The interesting question, for me, is whether 2016 is a 2.2 - 2.1 goal difference kind of year with some promise on the horizon* or an effective repeat of this year with no clear talent spark in the freshman/sophomore classes to provide substantial hope for the near future.

* think Cornell, 2000-2001: 33 games, 16-12-5, 73 goals scored, 72 goals allowed, hugely talented sophomore class

marty

Quote from: Trotsky
Quote from: TowerroadProjections are a tricky business but we could be in real trouble in 20 years or so.
When we're scoring -2.5 goals per game?  ;-)
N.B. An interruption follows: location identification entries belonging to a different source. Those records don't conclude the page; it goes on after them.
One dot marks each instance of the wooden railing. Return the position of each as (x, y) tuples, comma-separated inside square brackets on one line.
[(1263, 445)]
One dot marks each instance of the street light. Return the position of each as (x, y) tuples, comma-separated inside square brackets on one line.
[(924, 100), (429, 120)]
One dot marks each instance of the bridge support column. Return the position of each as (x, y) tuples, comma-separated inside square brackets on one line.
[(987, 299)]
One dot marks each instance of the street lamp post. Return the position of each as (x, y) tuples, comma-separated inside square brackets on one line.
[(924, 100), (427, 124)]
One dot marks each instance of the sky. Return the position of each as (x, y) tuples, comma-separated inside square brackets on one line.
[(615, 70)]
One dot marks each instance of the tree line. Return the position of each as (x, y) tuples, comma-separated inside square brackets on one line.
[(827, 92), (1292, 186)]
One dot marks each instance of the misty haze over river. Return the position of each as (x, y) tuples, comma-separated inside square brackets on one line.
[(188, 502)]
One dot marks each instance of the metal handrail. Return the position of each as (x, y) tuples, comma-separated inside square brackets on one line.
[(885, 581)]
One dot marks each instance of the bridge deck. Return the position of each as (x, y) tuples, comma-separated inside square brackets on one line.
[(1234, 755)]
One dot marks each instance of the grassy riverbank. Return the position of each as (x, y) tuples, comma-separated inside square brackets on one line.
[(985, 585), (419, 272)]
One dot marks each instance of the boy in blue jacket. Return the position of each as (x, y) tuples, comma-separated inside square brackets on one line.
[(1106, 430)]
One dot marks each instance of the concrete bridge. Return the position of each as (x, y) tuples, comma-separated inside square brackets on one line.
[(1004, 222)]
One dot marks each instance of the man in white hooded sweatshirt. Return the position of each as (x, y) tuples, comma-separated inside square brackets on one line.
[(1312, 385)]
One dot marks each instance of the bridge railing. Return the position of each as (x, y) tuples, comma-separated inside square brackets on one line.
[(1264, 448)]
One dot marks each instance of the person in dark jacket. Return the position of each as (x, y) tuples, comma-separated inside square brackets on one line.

Paul Ehrlich would be proud!
"When we came off, [Bitz] said, 'Thank God you scored that goal,'" Moulson said. "He would've killed me if I didn't."

RichH

All I can say at this point is that it's a shame that jtwcornell91 doesn't check in here more often. Because this thread.

Robb

Heym I fit this line to these two points, and OMG MY R-SQUARED IS ONE!!!!  IT MUST MEAN SOMETHING!!1!1!
Let's Go RED!

Jim Hyla

Quote from: RichHAll I can say at this point is that it's a shame that jtwcornell91 doesn't check in here more often. Because this thread.

Because this thread needs him(?).
"Cornell Fans Made the Timbers Tremble", Boston Globe, March/1970
Cornell lawyers stopped the candy throwing. Jan/2005

Rosey

Quote from: Jim Hyla
Quote from: RichHAll I can say at this point is that it's a shame that jtwcornell91 doesn't check in here more often. Because this thread.

Because this thread needs him(?).

"Because noun". Language evolution.
[ homepage ]

Dafatone

Quote from: Kyle Rose
Quote from: Jim Hyla
Quote from: RichHAll I can say at this point is that it's a shame that jtwcornell91 doesn't check in here more often. Because this thread.

Because this thread needs him(?).

"Because noun". Language evolution.

Eh.  It's just a dropped/implied "of".  It's a language shift, sure, but it's not as big a deal as some people make it out to be.  At least in my opinion.